J Campbell MurdochHarriet Denz-Penhey

Citation: Murdoch J, Denz-Penhey H.  John Flynn meets James Mackenzie: developing the discipline of rural and remote medicine in Australia. Rural and Remote Health (Internet) 2007; 7: 726. Available: (Accessed 19 October 2017)


This commentary is a reflection on the lives of two men, whose qualities seem to reflect those needed in the establishment of the academic discipline of rural and remote medicine in Australia. The two men displayed three characteristics which those involved in change require: they were there; they equipped themselves to make a difference; they were not afraid of where change might take them. If rural and remote Australasia is to receive appropriate health care, the main medical workforce has to be made up of contextually trained rural generalists. This rural doctor will be a general practitioner with the additional competencies of paediatrician, internist, obstetrician, anaesthetist, surgeon, emergency physician and so forth, depending on the needs of both rural hospital and community. Without training for this role, our ageing rural workforce will never be renewed. Our medical schools, postgraduate councils and colleges are currently failing to provide appropriate numbers of such Australian trained graduates to fulfil the needs of rural communities. That task needs to be carried out by an academic discipline of rural and remote medicine, working through all these bodies.

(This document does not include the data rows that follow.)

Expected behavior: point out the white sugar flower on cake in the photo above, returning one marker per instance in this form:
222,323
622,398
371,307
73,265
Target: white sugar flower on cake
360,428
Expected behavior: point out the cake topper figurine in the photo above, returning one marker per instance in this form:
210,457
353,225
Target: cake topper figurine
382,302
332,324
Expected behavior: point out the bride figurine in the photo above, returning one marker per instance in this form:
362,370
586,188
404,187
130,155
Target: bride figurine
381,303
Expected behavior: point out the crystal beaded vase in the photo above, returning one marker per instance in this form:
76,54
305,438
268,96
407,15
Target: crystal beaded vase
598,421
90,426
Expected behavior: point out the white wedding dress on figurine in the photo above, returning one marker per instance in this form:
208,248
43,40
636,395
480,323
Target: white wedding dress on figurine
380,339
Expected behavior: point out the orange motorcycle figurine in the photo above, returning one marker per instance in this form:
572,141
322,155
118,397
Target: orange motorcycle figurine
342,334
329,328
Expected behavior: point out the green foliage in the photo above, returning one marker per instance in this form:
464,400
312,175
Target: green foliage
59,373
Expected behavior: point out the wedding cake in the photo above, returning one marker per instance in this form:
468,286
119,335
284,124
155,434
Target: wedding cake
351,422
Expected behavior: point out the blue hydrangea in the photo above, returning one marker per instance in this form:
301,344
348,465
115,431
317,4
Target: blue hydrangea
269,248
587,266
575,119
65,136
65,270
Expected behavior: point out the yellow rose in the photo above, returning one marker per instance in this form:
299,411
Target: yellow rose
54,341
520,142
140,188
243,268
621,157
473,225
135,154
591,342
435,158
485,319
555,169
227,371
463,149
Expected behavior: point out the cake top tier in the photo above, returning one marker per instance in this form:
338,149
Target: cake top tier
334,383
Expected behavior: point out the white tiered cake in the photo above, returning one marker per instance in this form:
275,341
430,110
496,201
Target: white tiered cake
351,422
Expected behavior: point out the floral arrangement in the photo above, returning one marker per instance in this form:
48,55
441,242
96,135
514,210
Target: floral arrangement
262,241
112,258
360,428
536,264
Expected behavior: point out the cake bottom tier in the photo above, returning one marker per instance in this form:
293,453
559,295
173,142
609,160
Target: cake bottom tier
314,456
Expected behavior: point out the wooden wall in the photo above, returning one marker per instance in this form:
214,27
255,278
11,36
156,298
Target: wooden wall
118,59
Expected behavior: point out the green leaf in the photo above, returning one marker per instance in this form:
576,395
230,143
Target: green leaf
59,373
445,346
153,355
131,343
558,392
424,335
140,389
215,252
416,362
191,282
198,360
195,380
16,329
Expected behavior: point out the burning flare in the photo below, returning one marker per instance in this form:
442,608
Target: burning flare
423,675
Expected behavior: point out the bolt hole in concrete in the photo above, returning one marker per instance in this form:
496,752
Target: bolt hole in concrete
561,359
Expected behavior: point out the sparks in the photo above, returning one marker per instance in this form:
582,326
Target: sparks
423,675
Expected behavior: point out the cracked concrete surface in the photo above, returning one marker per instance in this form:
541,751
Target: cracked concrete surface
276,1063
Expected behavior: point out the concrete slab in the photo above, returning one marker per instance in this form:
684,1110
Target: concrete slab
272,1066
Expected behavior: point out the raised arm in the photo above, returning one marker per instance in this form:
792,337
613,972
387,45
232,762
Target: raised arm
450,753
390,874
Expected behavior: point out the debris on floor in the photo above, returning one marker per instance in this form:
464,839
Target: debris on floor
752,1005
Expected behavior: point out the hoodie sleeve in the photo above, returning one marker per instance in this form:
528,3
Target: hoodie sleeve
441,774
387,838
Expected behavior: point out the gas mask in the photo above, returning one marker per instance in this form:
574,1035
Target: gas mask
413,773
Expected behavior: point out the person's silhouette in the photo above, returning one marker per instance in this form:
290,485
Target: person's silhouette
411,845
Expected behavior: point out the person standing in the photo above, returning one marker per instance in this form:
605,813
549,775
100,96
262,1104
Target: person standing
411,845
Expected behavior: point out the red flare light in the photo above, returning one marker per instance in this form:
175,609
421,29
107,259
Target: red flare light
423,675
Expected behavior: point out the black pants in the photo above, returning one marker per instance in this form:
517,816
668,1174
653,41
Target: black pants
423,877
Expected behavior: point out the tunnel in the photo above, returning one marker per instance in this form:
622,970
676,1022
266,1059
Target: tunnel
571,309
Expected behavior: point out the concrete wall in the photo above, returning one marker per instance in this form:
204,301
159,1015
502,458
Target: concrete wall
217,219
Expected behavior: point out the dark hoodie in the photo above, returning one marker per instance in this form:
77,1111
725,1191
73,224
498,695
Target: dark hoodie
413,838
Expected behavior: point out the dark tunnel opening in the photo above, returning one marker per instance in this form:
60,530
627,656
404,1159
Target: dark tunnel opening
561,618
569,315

The current tripartite structure of medical education (4-6 years medical school, 2-3 post-graduate years, 4 years vocational training) with metropolitan domination and frequent transfer of responsibility, is directly contributing to the crisis in rural medicine, where ‘rural and remote’ is seen as an occasional tourist destination, rather than the centre of the process. The Rural Clinical Schools model needs to be expanded to provide a platform for appropriate education and a training pathway not only for medical students, but also for prevocational, vocational and established rural generalists. Only in this way will we be able to convert the ‘Tsunami of medical graduates’ expected in 2010 to an adequate supply of rural and remote generalists into the future.

Key words: graduate, health services research, internship, medical education, regional health planning, residency, undergraduate.